Le communisme de tous les jours (1)

L’asbl d’éducation permanente Action et Recherche culturelles (ARC) entend promouvoir « une société plus juste par le biais de la promotion et de la protection des droits culturels et lutte donc pour une société où les droits culturels sont considérés non pas comme une conséquence de l’exercice des droits sociaux, politiques et économiques mais comme sa base essentielle ». L’ARC considère que les droits culturels de tous les citoyens sont menacés par « une politique qui crée de la pauvreté culturelle, une perte de pouvoir des personnes face au marché et une application aveugle des évolutions technologiques ».

Sur son site, l’ARC publie notamment des analyses qui répondent à une ligne éditoriale exigeante qui entend mener « une démarche réflexive et collective qui permet de saisir toutes les significations présentes dans les événements et les phénomènes sociaux ».

POUR a ainsi découvert une analyse de Fabio Bruschi, titrée Le communisme de tous les jours, qui développe des « réflexions économiques, anthropologiques et stratégiques à partir de l’expérience du désastre ». Ce texte avance des constats et des propositions de stratégie qui répondent à beaucoup des interrogations et des défis que révèlent les articles et vidéos que nous publions.

Aussi, avec l’accord de l’ARC et de l’auteur, nous avons souhaité publier en trois « épisodes » cette analyse que, si vous êtes impatients, vous pouvez trouver dans son intégralité sur le site de l’ARC.

Alain Adriaens – 29 janvier 2020

Et si le désastre était déjà là ?

Cette analyse soutient que la perspective du désastre peut être pertinente pour penser comment agir face à la crise écologique, à condition que l’on parte du présupposé que le désastre a déjà eu lieu.
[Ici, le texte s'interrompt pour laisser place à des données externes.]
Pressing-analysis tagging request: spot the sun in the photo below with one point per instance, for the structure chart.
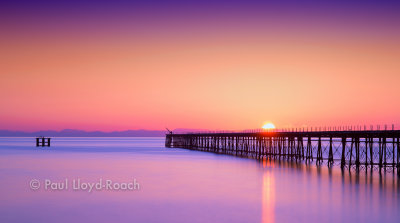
(268, 125)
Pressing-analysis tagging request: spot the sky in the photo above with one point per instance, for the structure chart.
(117, 65)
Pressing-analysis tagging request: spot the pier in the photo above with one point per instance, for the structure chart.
(42, 141)
(347, 148)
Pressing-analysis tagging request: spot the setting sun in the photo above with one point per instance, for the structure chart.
(269, 125)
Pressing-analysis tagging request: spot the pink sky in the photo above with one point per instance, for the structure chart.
(229, 71)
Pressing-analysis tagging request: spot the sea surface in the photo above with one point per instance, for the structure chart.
(151, 183)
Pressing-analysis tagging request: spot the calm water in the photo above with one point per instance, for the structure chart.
(178, 185)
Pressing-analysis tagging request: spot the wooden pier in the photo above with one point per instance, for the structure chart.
(42, 141)
(368, 148)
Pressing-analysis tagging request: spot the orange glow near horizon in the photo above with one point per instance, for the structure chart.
(268, 125)
(202, 79)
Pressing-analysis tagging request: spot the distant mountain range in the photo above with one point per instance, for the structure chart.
(81, 133)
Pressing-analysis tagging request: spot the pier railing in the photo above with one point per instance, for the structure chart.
(367, 148)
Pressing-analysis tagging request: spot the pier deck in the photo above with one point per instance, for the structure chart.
(380, 148)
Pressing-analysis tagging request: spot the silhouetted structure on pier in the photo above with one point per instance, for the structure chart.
(42, 141)
(379, 148)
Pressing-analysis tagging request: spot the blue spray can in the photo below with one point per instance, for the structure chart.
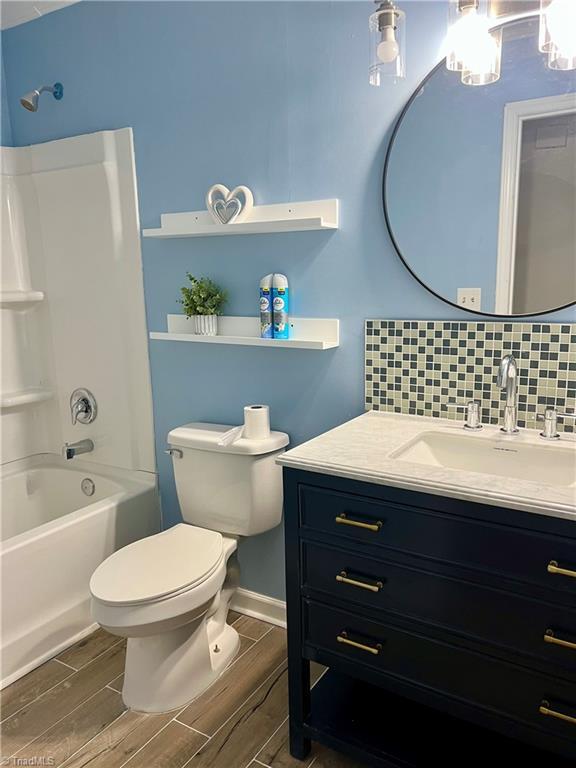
(280, 306)
(266, 324)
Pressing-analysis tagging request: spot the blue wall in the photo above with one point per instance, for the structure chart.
(273, 95)
(5, 126)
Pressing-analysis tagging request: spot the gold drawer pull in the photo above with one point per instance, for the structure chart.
(374, 527)
(544, 709)
(553, 567)
(549, 637)
(343, 578)
(373, 649)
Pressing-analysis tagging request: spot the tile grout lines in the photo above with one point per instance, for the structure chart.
(28, 704)
(172, 719)
(73, 671)
(57, 722)
(209, 738)
(252, 693)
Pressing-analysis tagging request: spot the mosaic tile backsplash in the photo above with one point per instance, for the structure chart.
(417, 366)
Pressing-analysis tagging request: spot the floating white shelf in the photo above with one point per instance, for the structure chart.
(282, 217)
(25, 397)
(19, 299)
(306, 333)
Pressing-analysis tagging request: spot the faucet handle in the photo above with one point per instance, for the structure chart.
(472, 408)
(550, 418)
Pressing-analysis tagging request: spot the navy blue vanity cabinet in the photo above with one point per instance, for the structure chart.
(448, 627)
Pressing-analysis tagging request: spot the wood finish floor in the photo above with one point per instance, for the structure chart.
(69, 712)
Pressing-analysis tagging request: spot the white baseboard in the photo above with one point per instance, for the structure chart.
(260, 607)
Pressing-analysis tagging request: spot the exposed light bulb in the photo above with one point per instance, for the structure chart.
(387, 43)
(388, 50)
(560, 23)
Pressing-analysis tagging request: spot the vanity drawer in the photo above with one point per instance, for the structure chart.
(543, 630)
(530, 556)
(546, 703)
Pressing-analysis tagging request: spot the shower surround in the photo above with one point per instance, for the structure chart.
(72, 315)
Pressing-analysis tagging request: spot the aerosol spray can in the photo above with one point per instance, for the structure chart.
(266, 324)
(280, 306)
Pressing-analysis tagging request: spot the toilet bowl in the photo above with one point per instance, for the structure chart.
(169, 594)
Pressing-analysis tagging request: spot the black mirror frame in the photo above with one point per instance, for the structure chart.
(404, 261)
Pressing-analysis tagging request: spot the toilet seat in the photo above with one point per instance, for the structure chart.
(158, 567)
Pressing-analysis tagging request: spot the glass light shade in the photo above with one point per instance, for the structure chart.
(484, 59)
(467, 22)
(557, 35)
(387, 44)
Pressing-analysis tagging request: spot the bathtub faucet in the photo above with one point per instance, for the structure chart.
(73, 449)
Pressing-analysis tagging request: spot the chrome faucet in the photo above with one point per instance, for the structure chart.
(74, 449)
(508, 380)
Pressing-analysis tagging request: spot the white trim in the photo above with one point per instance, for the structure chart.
(260, 607)
(515, 113)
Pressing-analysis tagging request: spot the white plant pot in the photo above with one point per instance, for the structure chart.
(206, 325)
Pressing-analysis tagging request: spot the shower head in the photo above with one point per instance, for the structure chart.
(30, 100)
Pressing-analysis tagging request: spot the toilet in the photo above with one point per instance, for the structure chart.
(169, 594)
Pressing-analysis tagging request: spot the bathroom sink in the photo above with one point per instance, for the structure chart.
(548, 464)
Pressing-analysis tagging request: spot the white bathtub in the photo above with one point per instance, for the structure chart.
(52, 538)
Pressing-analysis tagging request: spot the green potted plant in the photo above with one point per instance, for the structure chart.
(203, 300)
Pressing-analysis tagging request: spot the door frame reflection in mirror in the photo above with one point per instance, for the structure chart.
(516, 113)
(499, 22)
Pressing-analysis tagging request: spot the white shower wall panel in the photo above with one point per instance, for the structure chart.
(80, 245)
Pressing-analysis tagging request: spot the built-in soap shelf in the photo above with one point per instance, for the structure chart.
(25, 397)
(264, 219)
(305, 332)
(20, 299)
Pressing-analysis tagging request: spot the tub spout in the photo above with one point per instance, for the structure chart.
(74, 449)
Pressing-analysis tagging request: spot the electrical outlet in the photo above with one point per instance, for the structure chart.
(471, 298)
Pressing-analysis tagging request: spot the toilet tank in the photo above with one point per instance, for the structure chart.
(235, 488)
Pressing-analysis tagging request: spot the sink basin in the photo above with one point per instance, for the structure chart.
(548, 464)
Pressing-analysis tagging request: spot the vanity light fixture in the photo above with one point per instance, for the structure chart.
(471, 47)
(557, 35)
(387, 42)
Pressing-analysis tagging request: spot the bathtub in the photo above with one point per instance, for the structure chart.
(59, 520)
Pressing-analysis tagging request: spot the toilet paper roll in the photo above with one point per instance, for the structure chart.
(256, 422)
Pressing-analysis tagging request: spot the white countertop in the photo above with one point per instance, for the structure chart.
(360, 449)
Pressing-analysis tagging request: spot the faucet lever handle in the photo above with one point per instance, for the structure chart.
(550, 418)
(472, 408)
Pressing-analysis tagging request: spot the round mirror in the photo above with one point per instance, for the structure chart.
(480, 183)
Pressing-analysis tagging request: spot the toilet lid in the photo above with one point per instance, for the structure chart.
(158, 566)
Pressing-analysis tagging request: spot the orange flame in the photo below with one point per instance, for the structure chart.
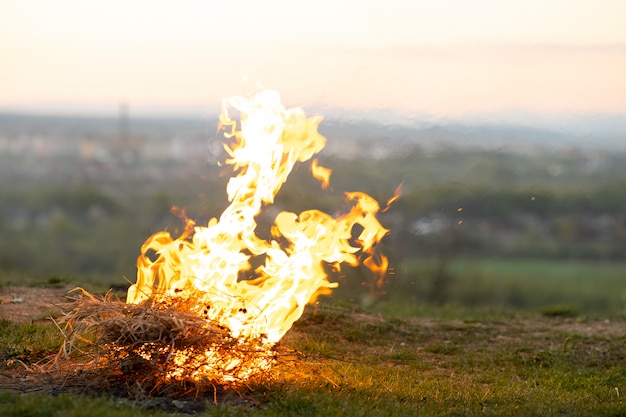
(212, 262)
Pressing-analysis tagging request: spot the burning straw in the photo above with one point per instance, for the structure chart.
(199, 314)
(156, 348)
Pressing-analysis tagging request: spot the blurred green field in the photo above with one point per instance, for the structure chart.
(548, 286)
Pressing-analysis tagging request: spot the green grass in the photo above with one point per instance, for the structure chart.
(523, 284)
(357, 364)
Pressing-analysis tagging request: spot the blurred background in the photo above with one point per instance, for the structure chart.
(505, 121)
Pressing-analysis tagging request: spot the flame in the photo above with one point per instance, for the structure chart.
(212, 264)
(321, 173)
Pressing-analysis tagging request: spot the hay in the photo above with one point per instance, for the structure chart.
(157, 348)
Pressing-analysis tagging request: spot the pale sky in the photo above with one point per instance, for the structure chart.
(444, 57)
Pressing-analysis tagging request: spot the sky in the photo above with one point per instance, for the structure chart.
(444, 58)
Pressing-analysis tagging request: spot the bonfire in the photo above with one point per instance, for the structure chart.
(199, 315)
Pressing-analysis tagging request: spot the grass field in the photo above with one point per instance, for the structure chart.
(357, 364)
(561, 351)
(583, 287)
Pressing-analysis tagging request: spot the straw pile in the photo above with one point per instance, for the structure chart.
(154, 349)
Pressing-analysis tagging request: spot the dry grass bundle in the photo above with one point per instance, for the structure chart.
(155, 349)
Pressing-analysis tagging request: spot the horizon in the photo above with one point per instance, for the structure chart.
(451, 59)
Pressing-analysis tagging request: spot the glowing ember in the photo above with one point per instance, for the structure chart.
(208, 267)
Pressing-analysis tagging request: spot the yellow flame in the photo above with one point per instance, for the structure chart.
(321, 173)
(210, 261)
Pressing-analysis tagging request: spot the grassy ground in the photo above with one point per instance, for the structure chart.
(584, 287)
(358, 364)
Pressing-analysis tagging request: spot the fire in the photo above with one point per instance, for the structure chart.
(211, 265)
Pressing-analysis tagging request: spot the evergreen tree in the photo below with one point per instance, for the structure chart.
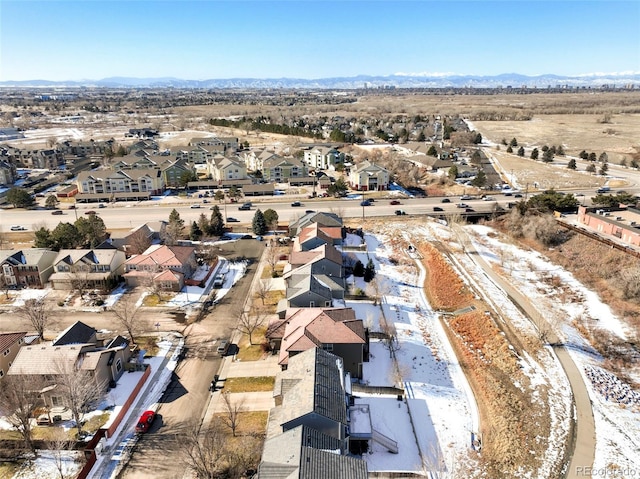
(369, 271)
(19, 198)
(216, 223)
(604, 167)
(534, 154)
(259, 224)
(196, 233)
(358, 269)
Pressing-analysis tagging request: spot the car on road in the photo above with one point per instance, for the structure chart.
(145, 421)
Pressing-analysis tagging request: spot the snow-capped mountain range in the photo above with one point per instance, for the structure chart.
(398, 80)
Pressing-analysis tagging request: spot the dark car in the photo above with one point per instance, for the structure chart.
(145, 421)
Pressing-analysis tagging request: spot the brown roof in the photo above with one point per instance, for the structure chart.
(307, 328)
(9, 339)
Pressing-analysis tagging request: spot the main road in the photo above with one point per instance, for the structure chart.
(122, 215)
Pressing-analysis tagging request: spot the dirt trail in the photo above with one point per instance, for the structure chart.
(581, 450)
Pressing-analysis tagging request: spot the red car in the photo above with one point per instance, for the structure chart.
(144, 423)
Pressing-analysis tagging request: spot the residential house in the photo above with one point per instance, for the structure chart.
(87, 269)
(29, 268)
(281, 170)
(323, 157)
(336, 330)
(367, 176)
(76, 349)
(314, 235)
(10, 344)
(167, 267)
(222, 168)
(121, 184)
(323, 260)
(304, 452)
(311, 392)
(322, 218)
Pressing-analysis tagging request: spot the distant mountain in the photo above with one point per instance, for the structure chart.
(399, 80)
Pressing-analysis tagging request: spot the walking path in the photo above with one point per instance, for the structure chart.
(584, 436)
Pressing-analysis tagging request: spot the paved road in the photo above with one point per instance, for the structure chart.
(581, 451)
(158, 455)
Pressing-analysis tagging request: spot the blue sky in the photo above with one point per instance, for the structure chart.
(94, 39)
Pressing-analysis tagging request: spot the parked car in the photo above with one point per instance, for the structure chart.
(145, 421)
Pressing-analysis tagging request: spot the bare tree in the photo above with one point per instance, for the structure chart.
(58, 444)
(128, 316)
(263, 289)
(19, 398)
(203, 451)
(37, 312)
(249, 322)
(231, 415)
(79, 389)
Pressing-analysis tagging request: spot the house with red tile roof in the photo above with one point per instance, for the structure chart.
(168, 267)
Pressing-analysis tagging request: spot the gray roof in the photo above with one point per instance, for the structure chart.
(316, 387)
(77, 333)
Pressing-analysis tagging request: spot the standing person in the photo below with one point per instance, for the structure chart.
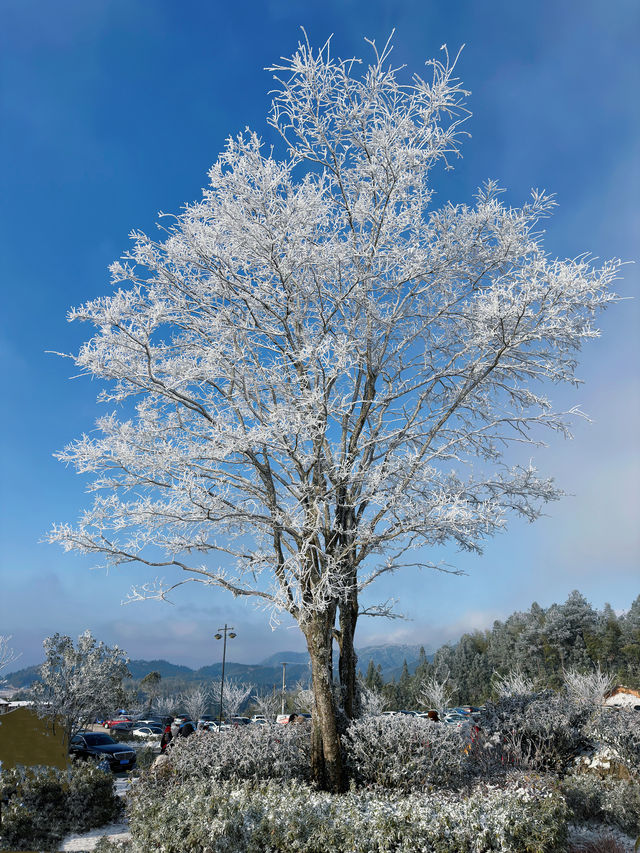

Ce renversement permet d’identifier une anthropologie, et la stratégie permettant de l’entretenir, que l’on pourra caractériser comme communistes, en les opposant à l’anthropologie qui soutient l’économie dominante. Cela permet alors d’adopter par rapport aux pratiques visant à affronter la crise écologique un point de vue qui soit capable de se nourrir de l’expérience des opprimés qui ont été les plus affectés par les désastres passés.

Face à la « crise écologique », les réponses se multiplient. Par-delà leur multitude on pourrait identifier deux tendances se déployant sur deux échelles différentes. La première est la tendance catastrophiste, dont les ouvrages de « collapsologie » constituent le versant à prétention scientifique et les discours Greta Thunberg le versant à visée populaire. Cette perspective consiste à faire appel aux élites économiques et politiques pour que, face à la perspective de la catastrophe, elles fassent le choix rationnel, qui rencontre l’intérêt de tous et toutes, de préserver l’environnement[1]. « Je veux que vous paniquiez », lançait Greta lors du forum de Davos. « Politicians talk, leaders act » [« les politiciens parlent, les leaders agissent »], énonçait une banderole de Greenpeace fort adroitement posée sous la statue de Léopold II près du Palais Royal lors d’une des manifestations pour le climat du printemps 2019. La deuxième tendance peut se résumer dans la devise (ou injonction) « Do-It-Yourself » (acronyme : DIY). Dans ce cas-ci, une évaluation rationnelle devrait conduire chaque individu à comprendre qu’il est dans son intérêt d’opérer une transformation de ses comportements dans le sens d’une auto-soustraction des logiques consuméristes peu respectueuses de l’environnement[2]. Entre les deux tendances, qui sont bien entendu loin de se contredire, se déploie tout le spectre des initiatives individuelles ou collectives visant, à des échelles plus ou moins vastes, à promouvoir l’écoresponsabilité.